Frankie passes Domino’s Resto, then Tony’s Top Cafe, then the Seamen’s Mission. He passes the barber’s shop with its striped red awning rippling in the
breeze. Next to it is The Moonlight, its new neon sign at a right-angle to the wall. It smells of fresh paint here, and sure enough, on the red door there’s now a glossy silhouette of a woman
in a tight dress and stiletto heels. Frankie doesn’t falter, doesn’t turn his face to the window: he looks straight ahead towards the black square of shadow like an oil-spill under Bute
Street Bridge. Just got time for a soda before meeting Len the Bookie.

~  ~  ~

My sisters go searching for Fran. The sun has gone, whipped away by the sharp wind, and in its place, a bolt of cloud. It scuds over the top of the wall at the end of the
street, smearing the last of the blue sky with a hard metallic grey. Rose cradles two of Celesta’s tennis balls in the crook of her elbow, dawdles behind the train of pram, Celesta, Marina.
She pauses at the corner, watches her sisters cut sideways down the alley, waits, then turns to the wall next to Number 9.

Rose throws hard, first one ball, then the other: she catches the first but not the second, which angles off the brick, rebounds against the door of Number 4, and finally deflects with a clud
off the window of Number 1. Home of the Jacksons. It rolls in silence along the pavement and drops into the gutter. Rose stands waiting with her fist wrapped around the other ball and her legs set
to run. She runs.

~  ~  ~

Len the Bookie sits in the cafe with his back to the window: he needn’t bother, no one can see in since the glass got smashed six months ago. The proprietor has mended it
with a rough square of hardboard.

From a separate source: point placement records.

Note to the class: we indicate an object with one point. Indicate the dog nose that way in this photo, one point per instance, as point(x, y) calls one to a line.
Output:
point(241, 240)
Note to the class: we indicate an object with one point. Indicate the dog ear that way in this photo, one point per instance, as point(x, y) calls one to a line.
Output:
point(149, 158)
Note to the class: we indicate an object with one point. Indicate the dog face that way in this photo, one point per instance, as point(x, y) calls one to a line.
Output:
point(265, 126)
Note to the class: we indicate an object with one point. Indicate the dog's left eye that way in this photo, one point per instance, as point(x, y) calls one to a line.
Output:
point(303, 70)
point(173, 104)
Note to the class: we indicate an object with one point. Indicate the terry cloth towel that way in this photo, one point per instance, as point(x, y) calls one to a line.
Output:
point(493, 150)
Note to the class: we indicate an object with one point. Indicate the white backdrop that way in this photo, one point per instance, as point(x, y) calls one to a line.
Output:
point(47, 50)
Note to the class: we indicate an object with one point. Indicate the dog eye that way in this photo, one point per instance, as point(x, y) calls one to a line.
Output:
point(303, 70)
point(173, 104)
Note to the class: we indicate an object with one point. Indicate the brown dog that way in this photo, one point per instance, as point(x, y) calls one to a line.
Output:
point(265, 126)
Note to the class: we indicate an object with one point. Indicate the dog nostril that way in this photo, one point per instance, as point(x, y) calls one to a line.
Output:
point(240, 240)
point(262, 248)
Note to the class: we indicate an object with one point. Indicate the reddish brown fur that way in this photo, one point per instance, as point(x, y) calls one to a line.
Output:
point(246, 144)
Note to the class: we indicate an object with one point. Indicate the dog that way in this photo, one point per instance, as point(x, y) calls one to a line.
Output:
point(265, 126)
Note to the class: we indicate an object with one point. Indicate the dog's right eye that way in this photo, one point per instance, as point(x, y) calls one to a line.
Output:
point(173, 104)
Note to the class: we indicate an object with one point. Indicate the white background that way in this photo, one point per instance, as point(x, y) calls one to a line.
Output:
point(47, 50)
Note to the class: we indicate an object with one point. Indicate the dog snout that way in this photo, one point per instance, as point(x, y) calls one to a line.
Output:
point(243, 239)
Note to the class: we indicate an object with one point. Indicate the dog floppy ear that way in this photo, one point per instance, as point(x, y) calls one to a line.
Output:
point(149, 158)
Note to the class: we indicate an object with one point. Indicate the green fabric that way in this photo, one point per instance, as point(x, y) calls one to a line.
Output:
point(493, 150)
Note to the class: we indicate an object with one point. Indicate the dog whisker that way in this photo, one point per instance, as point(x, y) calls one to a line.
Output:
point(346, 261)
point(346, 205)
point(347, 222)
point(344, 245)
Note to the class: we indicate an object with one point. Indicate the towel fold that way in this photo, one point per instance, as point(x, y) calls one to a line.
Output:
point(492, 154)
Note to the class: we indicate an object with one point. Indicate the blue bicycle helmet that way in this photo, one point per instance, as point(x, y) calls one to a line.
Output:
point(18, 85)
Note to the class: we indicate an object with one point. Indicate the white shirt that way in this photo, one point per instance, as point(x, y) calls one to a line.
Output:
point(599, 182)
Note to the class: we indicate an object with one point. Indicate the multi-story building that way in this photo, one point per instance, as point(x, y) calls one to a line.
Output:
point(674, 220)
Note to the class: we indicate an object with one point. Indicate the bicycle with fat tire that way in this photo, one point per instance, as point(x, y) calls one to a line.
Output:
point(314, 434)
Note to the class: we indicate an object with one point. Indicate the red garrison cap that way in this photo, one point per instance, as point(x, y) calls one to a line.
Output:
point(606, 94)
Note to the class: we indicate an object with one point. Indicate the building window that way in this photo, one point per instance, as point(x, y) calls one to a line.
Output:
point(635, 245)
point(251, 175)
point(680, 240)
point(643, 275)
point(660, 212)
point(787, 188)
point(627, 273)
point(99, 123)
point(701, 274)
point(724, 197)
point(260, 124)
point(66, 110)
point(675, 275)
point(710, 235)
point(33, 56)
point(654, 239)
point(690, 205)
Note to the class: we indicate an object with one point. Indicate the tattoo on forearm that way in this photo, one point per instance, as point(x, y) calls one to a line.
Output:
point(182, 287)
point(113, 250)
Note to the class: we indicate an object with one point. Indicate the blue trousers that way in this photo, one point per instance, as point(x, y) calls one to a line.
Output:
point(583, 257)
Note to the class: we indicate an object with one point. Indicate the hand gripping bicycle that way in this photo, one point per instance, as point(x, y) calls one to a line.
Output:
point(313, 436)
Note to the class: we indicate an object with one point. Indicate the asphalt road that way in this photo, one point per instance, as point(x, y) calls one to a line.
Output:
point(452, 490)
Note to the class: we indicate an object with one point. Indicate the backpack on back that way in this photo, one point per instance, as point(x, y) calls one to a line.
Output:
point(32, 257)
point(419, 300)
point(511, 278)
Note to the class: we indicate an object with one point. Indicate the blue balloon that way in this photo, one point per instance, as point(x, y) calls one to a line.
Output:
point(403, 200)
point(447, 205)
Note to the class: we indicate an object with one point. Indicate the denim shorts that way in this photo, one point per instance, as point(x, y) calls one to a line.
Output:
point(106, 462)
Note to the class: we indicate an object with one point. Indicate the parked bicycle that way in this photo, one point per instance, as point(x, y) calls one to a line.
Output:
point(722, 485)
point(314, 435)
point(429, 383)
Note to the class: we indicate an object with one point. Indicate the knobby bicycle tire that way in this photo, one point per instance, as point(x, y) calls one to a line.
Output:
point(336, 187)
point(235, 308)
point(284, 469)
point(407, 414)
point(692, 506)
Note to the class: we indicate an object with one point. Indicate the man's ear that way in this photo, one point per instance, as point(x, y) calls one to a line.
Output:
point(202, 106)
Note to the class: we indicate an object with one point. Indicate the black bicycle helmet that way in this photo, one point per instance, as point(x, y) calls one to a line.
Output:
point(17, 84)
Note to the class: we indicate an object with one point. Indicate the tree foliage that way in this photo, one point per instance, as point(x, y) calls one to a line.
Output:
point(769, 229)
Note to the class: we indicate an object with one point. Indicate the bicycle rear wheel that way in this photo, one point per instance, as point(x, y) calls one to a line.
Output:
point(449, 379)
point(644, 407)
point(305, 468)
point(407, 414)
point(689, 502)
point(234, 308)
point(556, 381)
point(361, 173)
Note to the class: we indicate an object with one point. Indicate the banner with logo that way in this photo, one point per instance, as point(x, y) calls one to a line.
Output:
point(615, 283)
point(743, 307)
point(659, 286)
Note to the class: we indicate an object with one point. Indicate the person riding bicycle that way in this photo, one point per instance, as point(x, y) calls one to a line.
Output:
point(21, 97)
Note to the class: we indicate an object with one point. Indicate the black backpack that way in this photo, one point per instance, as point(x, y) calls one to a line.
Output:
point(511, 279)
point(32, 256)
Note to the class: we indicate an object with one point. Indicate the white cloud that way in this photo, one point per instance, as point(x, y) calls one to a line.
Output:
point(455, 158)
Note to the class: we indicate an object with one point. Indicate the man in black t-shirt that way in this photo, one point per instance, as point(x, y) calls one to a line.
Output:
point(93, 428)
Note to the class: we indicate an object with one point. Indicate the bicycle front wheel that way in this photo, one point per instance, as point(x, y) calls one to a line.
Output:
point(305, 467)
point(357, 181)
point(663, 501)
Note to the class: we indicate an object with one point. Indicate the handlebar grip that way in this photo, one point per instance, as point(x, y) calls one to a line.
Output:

He’s written a notice on the side which faces the street:

M
IKEY

S
B
AR

Open Late For Tea’s Coffee’s Reffershment

Len’s refreshment, depending on who asks, is a lemonade soda. Mikey has tipped in a thimbleful of something which is supposed to be whisky. The tall beaker sits on the
table in front of him, pale yellow, lethal, a tart froth breaking slowly on the surface. Len leans slightly to one side now to avoid the wind pushing in around the shifting board at the window. He
hears a sudden burst of rain, like horses’ hooves, sputter at his back. He reaches inside his pocket for his notebook.